Revealing flaws is the only way to tackle them, and the only way to reveal them in the first place is to look for them by asking the right questions. There may not necessarily be a flaw in a nonprofit’s workings, but there is likely to be a better, more efficient way to use resources—or a problem in need of an inventive solution.
The main takeaway is this: It’s better to see the problems and fix them than to bury your head in the sand and to fail permanently. And, of course, the only way to see the problems is to take a cold hard look by asking questions that serve as prompts.
Here are three such questions a nonprofit might ask.
1. Are we getting anywhere?
Profit and loss statements notwithstanding, it can be hard to see whether a nonprofit is realizing its aims. Let’s say your nonprofit helps rescue abused pets. You may be raising a lot of money from donors, but how many pets are you actually rescuing? How much of the money you raise is going to your organization’s real goals? What are your specific goals within a specific time frame? The only way to know the answers to these questions is to set it all out in writing.
Sticking to the same example: Is your goal only to rescue pets or to also find good homes for them for the long term? Do you want to provide a temporary dwelling for the pets on site, or would you rather develop a list of temporary pet foster homes? Would it be better to have volunteer veterinarians serving the animals in shifts or to have a fulltime vet on staff?
Keep track of your organization’s work and revisit your game plan to see whether you’re meeting your specs. If not, you may have to change your strategy or, possibly, your goals. Be realistic about your limitations, but be open to new possibilities and even to the option of moving the goalpost forward.
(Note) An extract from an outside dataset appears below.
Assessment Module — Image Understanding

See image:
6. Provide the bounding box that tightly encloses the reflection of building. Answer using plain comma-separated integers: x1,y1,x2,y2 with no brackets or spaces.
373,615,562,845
2. Are we flexible enough to move with the times?
Once upon a time, a nonprofit could depend on a core group of donors who responded to snail mail requests with sizeable checks. But the entire landscape of nonprofit organizations has changed. Today, there is the Internet and dozens of social media networks just waiting to be plumbed. For instance, car-donation program Kars4Kids, which I blog, was one of the first nonprofits to exploit the world of social media. It now has some 10 active and successful social media profiles.
If you haven’t yet hired a social media director, get yourself one. If you can afford it, hire a blogger as well. There can be a symbiotic relationship between the various social media outlets if you use them as you should. Has your blogger posted a new post on your nonprofit blog? Your social media person will want to share and tweet the post wherever possible. Kars4Kids, for instance, sponsors summer camp tuition for many needy children and makes sure to pin photos of campers to its Pinterest bulletin board.
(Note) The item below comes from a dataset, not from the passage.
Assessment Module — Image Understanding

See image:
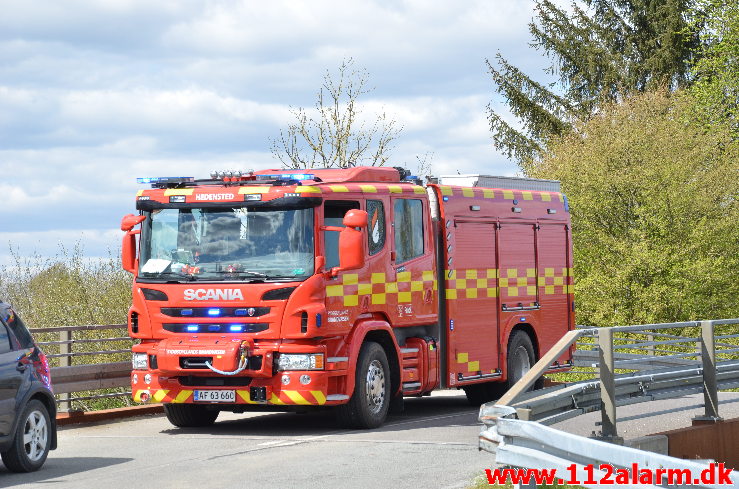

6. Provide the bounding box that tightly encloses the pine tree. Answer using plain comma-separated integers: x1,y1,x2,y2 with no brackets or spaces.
489,0,702,167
Watch your metrics to see which blog posts attract the target audience of your nonprofit, and refine blog topics and blog category and verticals as needed. Be on the lookout for new audiences, too. Keep abreast of trends to keep current the content you share.
The technological boom and the way it has affected our lives cannot be ignored. These communities represent new ways to engage the public, generate new donors, and tell the story of your nonprofit. Donations can be made with the click of a mouse. Snail mail is so yesterday, and so not environmentally sound.
3. Are we using our resources to best effect?
Resources may refer to money or manpower. In any case, it’s all about removing the chaff from the wheat. Are you funding a program that just isn’t doing what it’s meant to do? Is the staff inefficient? Is there excess spending? Is there a way to change that program and make it more efficient? Don’t be afraid to use any and all tools at your disposal. And don’t shy away from talk about money—budget reviews, for instance. Do you hear those two words and go, “ugh!“
You shouldn’t. Your only concern should be building your nonprofit as best you can.